Den Amerikanern wirft man oft knallharte Realpolitik vor. Einen Vorteil hat dieser, von Männern wie Henry Kissinger oder George Shultz zu zynischer Perfektion getriebene Ansatz. Er gründet sich ganz offenbar auf realistische Einschätzungen. Wir sind froh, dass wir dieses „Herrschafts“-Wissen nun mit unseren Repräsentanten teilen dürfen. Für die politische Kultur ist es kein Schaden, dass die Internationale Diplomatie als Kultur der kalkulierten Lüge und der bewussten Doppelbödigkeit enttarnt worden ist. Wikileaks markiert eine Urszene der internationalen Diplomatie, hinter die es kein Zurück gibt, mag sie auch bald wieder mit Engelszungen reden, das ganze Repertoire ihrer salomonischen Rituale aufbieten und die Türen der abhörsicheren Hinterzimmer wieder zu schließen versuchen. Jeder kennt jetzt die Differenz, die sich zwischen Auftreten und Denken auftut.
Natürlich sind die bilateralen Beziehungen zwischen Staaten nicht mit der Freundschaft zwischen Menschen vergleichbar. Dennoch könnte diese Veröffentlichung eine ähnlich heilsame Wirkung haben wie ein Streit zwischen Freunden, die sich einmal gründlich die Meinung sagen: Danach weiß man wenigstens, woran man ist. Selbst wenn manche der sogenannten Informationen aus den Tausenden Dokumenten, die jetzt im Netz zirkulieren, vielleicht nur höchst vorläufige Meinungen und Vorurteile sind, zu denen es begründete Gegenmeinungen geben könnte. Grundsätzlich ließe sich auf die neue Situation ein Satz von Ingeborg Bachmann anwenden: Die Wahrheit ist nicht nur den Menschen, sie ist auch der Demokratie zumutbar.
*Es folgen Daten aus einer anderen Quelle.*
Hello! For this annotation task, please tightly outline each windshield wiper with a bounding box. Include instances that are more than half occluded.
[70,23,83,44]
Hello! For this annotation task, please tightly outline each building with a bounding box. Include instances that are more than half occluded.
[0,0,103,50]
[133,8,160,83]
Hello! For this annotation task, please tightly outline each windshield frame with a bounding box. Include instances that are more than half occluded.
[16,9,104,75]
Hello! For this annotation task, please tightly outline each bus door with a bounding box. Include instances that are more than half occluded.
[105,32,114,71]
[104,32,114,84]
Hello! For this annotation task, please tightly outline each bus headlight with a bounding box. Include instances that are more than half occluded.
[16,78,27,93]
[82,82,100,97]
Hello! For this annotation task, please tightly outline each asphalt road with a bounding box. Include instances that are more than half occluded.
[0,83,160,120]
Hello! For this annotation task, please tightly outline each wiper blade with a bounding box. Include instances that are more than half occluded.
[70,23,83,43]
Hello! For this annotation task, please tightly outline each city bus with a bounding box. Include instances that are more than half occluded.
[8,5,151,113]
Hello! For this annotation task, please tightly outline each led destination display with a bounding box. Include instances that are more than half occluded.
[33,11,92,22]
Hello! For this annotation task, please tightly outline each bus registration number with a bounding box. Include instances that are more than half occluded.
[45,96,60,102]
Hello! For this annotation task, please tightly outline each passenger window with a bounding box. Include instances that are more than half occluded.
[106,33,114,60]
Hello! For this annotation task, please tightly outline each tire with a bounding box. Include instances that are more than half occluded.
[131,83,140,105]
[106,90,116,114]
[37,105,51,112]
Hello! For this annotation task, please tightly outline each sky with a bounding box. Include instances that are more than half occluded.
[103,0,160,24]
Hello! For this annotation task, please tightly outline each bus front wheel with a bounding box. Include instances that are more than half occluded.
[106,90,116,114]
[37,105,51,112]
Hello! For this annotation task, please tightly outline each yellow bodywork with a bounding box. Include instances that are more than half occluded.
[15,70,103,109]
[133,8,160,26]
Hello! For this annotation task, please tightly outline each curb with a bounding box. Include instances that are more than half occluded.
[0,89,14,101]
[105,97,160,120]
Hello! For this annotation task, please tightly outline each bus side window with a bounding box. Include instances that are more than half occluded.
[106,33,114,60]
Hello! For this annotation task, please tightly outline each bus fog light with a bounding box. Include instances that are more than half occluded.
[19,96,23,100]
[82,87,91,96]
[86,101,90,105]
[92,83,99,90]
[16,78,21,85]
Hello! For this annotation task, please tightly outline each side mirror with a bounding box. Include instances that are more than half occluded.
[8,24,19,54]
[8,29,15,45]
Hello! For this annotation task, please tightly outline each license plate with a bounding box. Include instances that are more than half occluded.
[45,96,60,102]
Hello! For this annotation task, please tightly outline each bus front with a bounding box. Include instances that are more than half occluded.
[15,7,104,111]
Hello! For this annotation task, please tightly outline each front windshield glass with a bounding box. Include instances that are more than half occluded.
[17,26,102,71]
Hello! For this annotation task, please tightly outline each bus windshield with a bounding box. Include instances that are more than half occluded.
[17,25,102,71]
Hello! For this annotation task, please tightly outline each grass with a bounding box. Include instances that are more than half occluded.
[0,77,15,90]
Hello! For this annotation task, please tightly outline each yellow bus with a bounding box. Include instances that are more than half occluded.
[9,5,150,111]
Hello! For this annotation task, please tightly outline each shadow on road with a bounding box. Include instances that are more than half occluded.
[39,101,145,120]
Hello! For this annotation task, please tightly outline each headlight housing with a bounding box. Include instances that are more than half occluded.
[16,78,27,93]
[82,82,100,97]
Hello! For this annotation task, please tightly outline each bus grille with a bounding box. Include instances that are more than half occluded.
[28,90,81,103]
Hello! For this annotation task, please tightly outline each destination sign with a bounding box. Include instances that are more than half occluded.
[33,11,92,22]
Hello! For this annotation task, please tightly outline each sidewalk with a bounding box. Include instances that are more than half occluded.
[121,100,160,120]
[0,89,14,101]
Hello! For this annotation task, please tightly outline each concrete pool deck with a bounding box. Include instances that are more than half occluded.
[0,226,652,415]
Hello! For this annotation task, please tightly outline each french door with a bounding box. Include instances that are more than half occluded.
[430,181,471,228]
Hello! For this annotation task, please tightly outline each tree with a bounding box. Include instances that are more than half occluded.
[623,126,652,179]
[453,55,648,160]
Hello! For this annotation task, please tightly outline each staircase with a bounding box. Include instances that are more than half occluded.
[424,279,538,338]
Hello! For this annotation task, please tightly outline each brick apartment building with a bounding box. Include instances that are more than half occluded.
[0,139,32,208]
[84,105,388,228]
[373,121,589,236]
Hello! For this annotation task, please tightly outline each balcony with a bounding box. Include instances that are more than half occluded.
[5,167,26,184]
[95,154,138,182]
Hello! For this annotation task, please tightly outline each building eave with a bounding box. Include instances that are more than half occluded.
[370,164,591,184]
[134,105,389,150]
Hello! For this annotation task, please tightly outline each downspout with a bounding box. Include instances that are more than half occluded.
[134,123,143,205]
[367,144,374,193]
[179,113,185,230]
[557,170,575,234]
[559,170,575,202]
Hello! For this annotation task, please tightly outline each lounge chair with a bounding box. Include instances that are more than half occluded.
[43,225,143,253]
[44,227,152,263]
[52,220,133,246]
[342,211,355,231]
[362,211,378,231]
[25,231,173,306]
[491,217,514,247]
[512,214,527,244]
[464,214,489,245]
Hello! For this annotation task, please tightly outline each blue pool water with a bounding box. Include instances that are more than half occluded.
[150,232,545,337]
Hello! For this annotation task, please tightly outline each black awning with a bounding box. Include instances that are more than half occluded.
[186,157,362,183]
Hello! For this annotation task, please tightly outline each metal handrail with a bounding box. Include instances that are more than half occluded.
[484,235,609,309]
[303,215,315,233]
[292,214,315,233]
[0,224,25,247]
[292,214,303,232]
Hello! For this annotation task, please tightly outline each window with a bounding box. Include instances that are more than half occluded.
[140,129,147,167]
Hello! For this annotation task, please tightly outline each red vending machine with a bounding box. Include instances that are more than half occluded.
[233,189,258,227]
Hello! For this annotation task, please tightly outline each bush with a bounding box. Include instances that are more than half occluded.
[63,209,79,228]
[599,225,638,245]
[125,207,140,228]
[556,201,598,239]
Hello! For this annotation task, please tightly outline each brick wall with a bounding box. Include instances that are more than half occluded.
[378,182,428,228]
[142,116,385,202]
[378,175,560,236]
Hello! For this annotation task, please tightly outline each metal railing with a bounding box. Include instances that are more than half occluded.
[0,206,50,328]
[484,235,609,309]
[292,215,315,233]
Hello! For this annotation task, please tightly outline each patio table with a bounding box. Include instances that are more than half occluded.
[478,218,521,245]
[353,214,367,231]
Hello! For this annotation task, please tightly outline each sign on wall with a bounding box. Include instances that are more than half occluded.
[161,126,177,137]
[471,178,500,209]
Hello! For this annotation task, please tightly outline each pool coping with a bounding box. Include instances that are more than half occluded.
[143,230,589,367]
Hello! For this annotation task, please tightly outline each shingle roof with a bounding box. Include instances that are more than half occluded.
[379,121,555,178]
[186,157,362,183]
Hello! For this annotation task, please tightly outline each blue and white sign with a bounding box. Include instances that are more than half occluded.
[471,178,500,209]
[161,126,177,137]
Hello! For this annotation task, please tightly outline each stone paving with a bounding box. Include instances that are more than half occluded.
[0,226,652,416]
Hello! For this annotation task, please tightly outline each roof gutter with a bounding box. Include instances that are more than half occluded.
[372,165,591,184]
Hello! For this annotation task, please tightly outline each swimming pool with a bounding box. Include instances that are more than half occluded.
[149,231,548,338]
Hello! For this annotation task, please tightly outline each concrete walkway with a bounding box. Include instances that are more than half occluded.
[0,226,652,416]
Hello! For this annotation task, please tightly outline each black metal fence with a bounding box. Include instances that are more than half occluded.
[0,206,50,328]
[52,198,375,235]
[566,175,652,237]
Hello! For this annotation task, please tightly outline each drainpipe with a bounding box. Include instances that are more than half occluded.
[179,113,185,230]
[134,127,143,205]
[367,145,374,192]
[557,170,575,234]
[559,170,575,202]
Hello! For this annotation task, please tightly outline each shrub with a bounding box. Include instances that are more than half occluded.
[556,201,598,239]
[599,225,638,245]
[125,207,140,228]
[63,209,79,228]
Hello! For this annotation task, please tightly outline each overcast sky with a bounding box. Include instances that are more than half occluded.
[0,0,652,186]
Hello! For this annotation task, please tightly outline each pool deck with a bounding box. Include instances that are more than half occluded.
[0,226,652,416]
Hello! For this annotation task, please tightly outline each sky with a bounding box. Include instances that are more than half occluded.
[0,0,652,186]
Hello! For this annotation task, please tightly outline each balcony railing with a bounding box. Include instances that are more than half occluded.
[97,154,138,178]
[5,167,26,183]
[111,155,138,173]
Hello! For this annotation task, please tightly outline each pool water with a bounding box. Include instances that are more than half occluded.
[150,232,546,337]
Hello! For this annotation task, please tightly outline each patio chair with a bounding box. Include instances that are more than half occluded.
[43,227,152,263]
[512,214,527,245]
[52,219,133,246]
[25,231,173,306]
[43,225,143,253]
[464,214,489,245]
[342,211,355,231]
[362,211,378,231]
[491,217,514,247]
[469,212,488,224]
Beängstigender als der scheinbare „Geheimnis“-Verrat ist der Umgang mit seinen Urhebern. Amazon kickt Wikileaks vom Server, plötzlich werden, mir nichts, dir nichts, unliebsame Websits gesperrt. Und amerikanische Politiker fordern ernsthaft die Hinrichtung des Gründers der Organisation, Julian Assange. Der mag von Größenwahn, Sensationsgier getrieben und auch sonst eine schillernde Persönlichkeit sein. Doch die Jagdszenen, die sich jetzt um ihn abspielen, spotten der amerikanischen Selbstbeschreibung als Demokratie und „home of the brave and the free“. Auch die Tatsache, dass der Mann in Großbritannien, der Wiege der parlamentarischen Demokratie, nur noch aus dem Untergrund mit den Lesern des „Guardian“ chatten kann, zeigt eine ungeahnt hässliche Seite der sogenannten freien Welt.
Man sollte sich die Bilder gut einprägen. Der Fall Wikileaks ist ein Lehrstück über die Ambivalenzen der Demokratie. Je ernster die Regierten es mit dieser Regierungsform meinen, je nachhaltiger sie ihr Freiheitsversprechen auszuschöpfen versuchen, desto stärker schlägt der Apparat, der sie verwaltet, zurück. Bradley Manning, der damals 22-jährige US-Soldat, der dafür sorgen wollte, dass unterschlagenes Regierungs-Material das Licht der Öffentlichkeit erblickt, sitzt inzwischen in einem amerikanischen Militärgefängnis. Und ausgerechnet Barack Obama, der nach den Jahren der intransigenten Bush-Regierung mit dem Versprechen nach mehr Transparenz ins Amt gewählt worden war, vergattert jetzt alle Regierungsangestellten zu noch größerer Geheimhaltung. Ein Gespenst geht um in der Welt – das Gespenst der Informationsfreiheit!